Un altro caso in cui non pagare l’assegno di mantenimento è quando l’ex coniuge ha un’età e un titolo di studio che gli consente un reinserimento nel mondo del lavoro e il suo stato di disoccupazione dipende da una inerzia colpevole nel reperire un lavoro.
A riguardo la giurisprudenza ha fatto un distinguo tra coloro che hanno più di 50 e che, proprio in ragione dell’età, sono tagliati fuori dal mercato occupazionale, e quelli invece più giovani che ancora possono sperare in un posto (fisso o autonomo).
In questo secondo caso, spetta a chi chiede il mantenimento dimostrare di aver fatto di tutto per rendersi indipendente economicamente, aver cercato un lavoro e non averlo trovato. Come? Inviando curricula, presentando domande di lavoro, iscrivendosi al centro per l’impiego, partecipando a concorsi e bandi, ecc. Tali prove devono essere offerte dal richiedente il mantenimento e non da chi invece lo deve versare.
Se il giudice ravvisa una inerzia colpevole della donna nel reperire una occupazione dovrà negarle il mantenimento.

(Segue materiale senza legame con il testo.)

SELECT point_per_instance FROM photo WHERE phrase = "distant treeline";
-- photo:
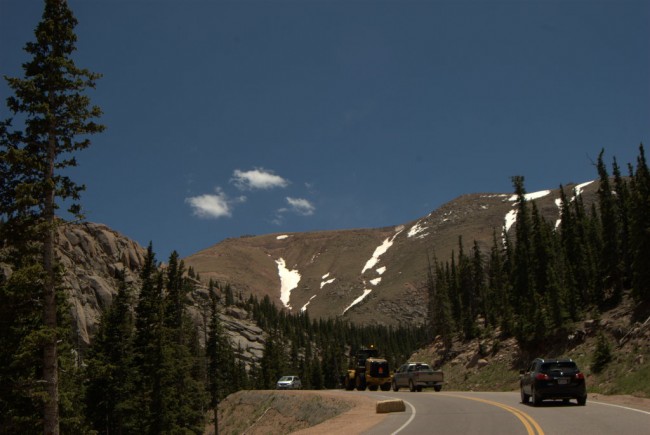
(540, 278)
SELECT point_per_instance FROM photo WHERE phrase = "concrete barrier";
(385, 406)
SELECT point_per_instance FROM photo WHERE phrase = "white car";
(289, 383)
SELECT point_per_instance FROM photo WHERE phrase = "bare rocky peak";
(370, 276)
(364, 275)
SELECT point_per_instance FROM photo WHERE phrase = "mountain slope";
(366, 275)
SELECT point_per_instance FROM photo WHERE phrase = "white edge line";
(409, 420)
(619, 406)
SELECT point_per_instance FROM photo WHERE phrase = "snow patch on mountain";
(531, 196)
(289, 280)
(379, 251)
(366, 292)
(304, 307)
(415, 230)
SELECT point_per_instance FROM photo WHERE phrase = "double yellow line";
(532, 427)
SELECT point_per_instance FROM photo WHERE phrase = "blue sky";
(228, 118)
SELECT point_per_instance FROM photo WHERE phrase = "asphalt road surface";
(503, 413)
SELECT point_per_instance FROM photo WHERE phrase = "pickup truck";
(417, 375)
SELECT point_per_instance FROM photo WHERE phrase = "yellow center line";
(525, 419)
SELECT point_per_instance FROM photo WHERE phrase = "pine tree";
(611, 265)
(54, 113)
(224, 376)
(109, 364)
(640, 230)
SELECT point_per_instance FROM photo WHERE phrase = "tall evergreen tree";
(611, 265)
(640, 229)
(56, 117)
(109, 364)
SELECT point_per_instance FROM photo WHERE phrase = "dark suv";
(553, 379)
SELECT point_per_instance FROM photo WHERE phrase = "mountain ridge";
(371, 276)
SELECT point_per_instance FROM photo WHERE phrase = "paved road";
(503, 413)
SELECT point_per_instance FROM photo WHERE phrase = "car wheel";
(537, 401)
(525, 398)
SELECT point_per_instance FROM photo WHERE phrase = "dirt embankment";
(304, 412)
(323, 412)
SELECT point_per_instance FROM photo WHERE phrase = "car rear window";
(563, 366)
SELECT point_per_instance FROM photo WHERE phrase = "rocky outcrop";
(93, 256)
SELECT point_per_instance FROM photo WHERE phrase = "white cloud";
(257, 178)
(301, 206)
(213, 206)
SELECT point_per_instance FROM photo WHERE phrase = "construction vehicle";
(367, 370)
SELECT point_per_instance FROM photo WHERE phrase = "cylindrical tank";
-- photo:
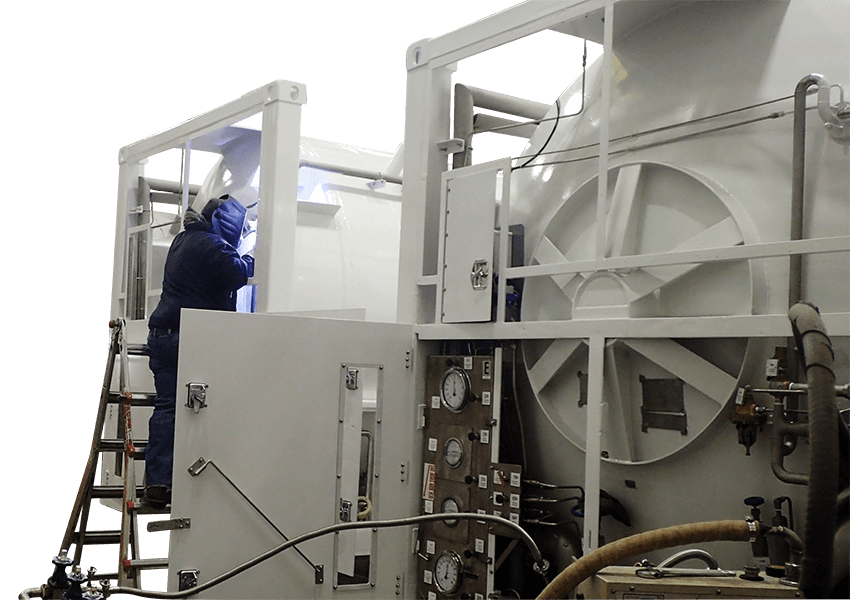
(712, 182)
(347, 229)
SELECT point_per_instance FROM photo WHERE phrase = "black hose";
(815, 349)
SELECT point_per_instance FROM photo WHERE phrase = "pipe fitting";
(836, 118)
(668, 537)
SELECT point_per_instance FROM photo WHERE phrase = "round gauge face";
(453, 452)
(448, 572)
(455, 389)
(450, 505)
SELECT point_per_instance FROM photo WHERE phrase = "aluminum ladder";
(77, 534)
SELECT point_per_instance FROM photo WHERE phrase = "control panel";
(462, 474)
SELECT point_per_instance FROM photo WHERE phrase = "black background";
(107, 86)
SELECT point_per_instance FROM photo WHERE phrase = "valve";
(780, 550)
(77, 579)
(748, 418)
(761, 556)
(59, 579)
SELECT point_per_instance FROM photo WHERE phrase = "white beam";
(234, 111)
(747, 251)
(837, 324)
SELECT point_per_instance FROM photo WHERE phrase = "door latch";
(197, 396)
(345, 510)
(351, 379)
(480, 275)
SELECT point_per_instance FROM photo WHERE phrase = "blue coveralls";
(202, 270)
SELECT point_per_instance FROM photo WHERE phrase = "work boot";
(157, 496)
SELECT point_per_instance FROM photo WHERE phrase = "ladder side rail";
(82, 502)
(129, 539)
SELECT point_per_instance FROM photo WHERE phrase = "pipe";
(798, 169)
(467, 98)
(688, 554)
(779, 449)
(668, 537)
(351, 171)
(815, 349)
(165, 185)
(523, 535)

Come chiarito dalla Cassazione nelle più recenti pronunce, la presenza di mezzi adeguati o la possibilità di procurarseli comporta la negazione del diritto all’assegno divorzile.
Pertanto il giudice, per stabilire se attribuire o meno un assegno, deve verificare, in primo luogo, se sussiste un divario rilevante nella situazione economica delle parti.
Se questo non emerge al richiedente non andrà riconosciuto alcun diritto al mantenimento.
In caso contrario, invece, ossia se emerge il divario rilevante deve comprendersi quale sia la causa che lo determina, in quanto sarà disposta la corresponsione dell’assegno soltanto se lo squilibrio sia conseguenza anche dei sacrifici effettuati dal richiedente.
Andranno, infine, valutati altri elementi fra cui la durata del matrimonio. Tanto più è stata breve l’unione, tanto inferiore è l’importo del mantenimento.